Although some people think of Blue Jays as a nuisance, they are highly intelligent and beneficial birds to have in most yards. The trick is to give them what they need apart from the smaller songbirds. Jays are large and can be aggressive. Choose the right bird feeder just for attracting Blue Jays and you’ll be enjoying these vibrantly colored songbirds most of the year in North America.
Best bird feeders for Blue Jays
Blue Jays have earned a bad reputation with some wild bird enthusiasts. These large and sometimes “bully” songbirds have been known to kill hatchlings, empty feeders quickly and then demand more bird food in a noisy and obnoxious way. With this in mind, you may wonder why anyone would want Blue Jays in their yard, but hold on!
All birds have a part to play in their ecosystems. None are “good” or “bad”. Blue Jays are some of the most entertaining birds you can watch. Vibrantly colored, intelligent and highly active, you’ll fall in love with them just like we have–if you handle attracting them properly.
Choose one or two of the feeder types below, ideally two different kind. Set them up in an open area, away from other bird feeders that are intended for smaller birds. Keep them filled and clean. In this way, Blue Jays can enjoy the yard alongside other birds without incident.
- Hopper Feeders: Almost all backyard birds will eat from hopper style feeders and Blue Jays are no exception. Black oil sunflower seed and unshelled peanuts will both work for Jays, depending on which type of feeder you choose. We recommend avoiding large capacity feeders for Blue Jays. Instead, portion out a daily ration so the food is expected, but not horded or gorged on.

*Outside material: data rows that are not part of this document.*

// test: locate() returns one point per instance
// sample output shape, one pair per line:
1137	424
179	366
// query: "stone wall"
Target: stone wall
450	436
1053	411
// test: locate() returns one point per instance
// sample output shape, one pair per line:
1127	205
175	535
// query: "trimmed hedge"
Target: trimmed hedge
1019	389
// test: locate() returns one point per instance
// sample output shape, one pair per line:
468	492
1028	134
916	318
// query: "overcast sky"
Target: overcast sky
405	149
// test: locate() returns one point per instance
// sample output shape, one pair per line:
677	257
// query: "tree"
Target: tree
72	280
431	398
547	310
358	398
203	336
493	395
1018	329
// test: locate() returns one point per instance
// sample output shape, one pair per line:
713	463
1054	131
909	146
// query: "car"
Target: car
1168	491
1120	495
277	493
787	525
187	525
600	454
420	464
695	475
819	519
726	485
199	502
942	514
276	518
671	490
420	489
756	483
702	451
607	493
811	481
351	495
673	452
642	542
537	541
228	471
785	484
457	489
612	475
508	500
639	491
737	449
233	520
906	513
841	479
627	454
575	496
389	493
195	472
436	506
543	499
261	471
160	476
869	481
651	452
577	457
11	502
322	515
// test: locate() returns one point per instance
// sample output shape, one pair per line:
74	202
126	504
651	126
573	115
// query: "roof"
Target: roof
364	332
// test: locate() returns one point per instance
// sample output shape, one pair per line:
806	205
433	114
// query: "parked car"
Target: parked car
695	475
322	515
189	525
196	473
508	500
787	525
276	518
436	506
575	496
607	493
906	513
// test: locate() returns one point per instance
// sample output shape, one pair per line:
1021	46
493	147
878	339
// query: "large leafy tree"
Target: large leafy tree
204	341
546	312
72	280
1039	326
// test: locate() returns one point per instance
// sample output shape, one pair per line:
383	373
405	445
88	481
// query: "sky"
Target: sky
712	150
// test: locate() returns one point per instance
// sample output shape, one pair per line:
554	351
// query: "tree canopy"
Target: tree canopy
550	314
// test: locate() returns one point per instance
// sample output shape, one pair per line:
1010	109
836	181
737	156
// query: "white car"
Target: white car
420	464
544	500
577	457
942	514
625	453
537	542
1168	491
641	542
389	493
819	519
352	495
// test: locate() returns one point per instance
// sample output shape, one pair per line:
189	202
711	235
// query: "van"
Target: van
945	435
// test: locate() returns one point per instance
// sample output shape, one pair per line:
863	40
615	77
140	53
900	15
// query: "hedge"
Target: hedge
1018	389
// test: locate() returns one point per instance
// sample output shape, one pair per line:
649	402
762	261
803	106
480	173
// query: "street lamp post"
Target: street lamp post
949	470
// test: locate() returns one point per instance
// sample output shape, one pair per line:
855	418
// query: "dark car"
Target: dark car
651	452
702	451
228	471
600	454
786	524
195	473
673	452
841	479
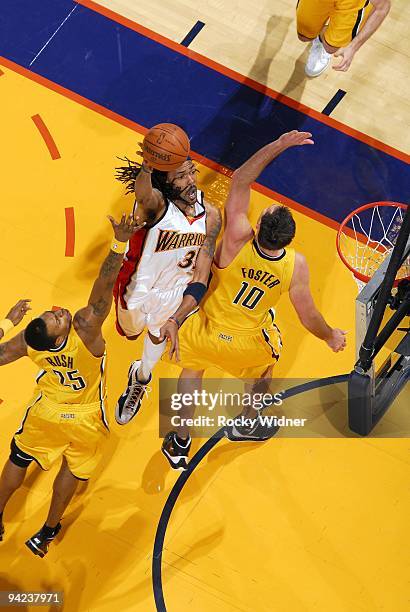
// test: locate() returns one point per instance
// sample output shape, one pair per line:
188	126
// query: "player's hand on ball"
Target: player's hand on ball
140	152
337	340
126	227
295	139
169	331
18	311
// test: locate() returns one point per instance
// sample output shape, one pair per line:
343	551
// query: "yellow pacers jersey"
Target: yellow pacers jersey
242	295
70	374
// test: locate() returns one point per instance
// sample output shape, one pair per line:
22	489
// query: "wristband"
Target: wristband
145	170
6	325
117	246
197	290
174	320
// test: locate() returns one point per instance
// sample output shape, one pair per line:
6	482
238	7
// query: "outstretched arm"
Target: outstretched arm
88	320
13	349
14	316
374	21
310	317
237	226
16	347
150	202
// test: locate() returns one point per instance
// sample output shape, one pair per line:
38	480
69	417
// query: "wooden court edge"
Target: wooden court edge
136	127
240	78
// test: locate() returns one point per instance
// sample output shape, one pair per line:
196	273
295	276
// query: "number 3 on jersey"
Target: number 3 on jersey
189	260
74	380
250	298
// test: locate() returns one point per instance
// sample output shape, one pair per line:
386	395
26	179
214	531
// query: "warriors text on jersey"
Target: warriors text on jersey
163	256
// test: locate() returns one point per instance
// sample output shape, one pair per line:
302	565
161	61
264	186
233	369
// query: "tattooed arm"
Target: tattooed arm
13	349
88	320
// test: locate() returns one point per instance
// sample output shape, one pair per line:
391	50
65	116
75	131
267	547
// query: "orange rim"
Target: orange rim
344	230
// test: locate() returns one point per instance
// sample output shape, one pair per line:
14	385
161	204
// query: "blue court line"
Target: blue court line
148	83
192	33
180	483
331	105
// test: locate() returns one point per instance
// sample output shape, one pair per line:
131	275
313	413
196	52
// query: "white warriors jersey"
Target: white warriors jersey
163	256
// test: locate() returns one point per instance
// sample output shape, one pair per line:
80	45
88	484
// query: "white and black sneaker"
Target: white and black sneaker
130	401
176	452
255	433
40	541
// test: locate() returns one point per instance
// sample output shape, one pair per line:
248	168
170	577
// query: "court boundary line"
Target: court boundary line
46	136
136	127
180	483
244	80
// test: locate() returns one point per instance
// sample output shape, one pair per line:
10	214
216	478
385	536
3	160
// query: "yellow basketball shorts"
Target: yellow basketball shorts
50	430
345	18
242	354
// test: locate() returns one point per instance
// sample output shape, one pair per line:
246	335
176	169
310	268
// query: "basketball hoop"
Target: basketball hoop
367	236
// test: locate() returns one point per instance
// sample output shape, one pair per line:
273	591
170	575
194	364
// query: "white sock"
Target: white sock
150	356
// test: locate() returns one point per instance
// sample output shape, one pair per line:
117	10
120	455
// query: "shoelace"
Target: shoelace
138	389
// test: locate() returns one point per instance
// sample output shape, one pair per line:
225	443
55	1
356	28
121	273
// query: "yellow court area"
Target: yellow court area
312	525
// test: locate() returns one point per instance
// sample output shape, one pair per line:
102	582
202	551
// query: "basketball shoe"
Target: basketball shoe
130	401
318	59
40	541
175	452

- Mealworm Feeders: Blue Jays love mealworms and other insects, particularly in winter. However, with their large size and voracious appetites, this type of feeder can become expensive. We recommend offering mealworms to Jays only in winter on years they are not migrating.
- Suet Feeders: Like most wild birds, Blue Jays love Suet–particularly during cold winter months. If you’re offering this type of bird food to them make sure you have chosen an extra-sturdy model of the feeder. Many of the basic wire suet feeders are not made to accommodate large songbirds like Blue Jays.
- Tube Feeders: One of the most economical ways to feed these birds is with a wire tube feeder filled with peanuts or corn. Just make sure you’re choosing a sturdy model.
- Tray Feeders: Perhaps the easiest way to feed Blue Jays, a platform or tray feeder is a great choice for providing peanuts, corn, sunflower seed or suet blocks for hungry jays.
By taking a little time to understand Blue Jay behavior and choose the right feeders just for them, backyard bird lovers can enjoy vibrant Jays and smaller songbirds too!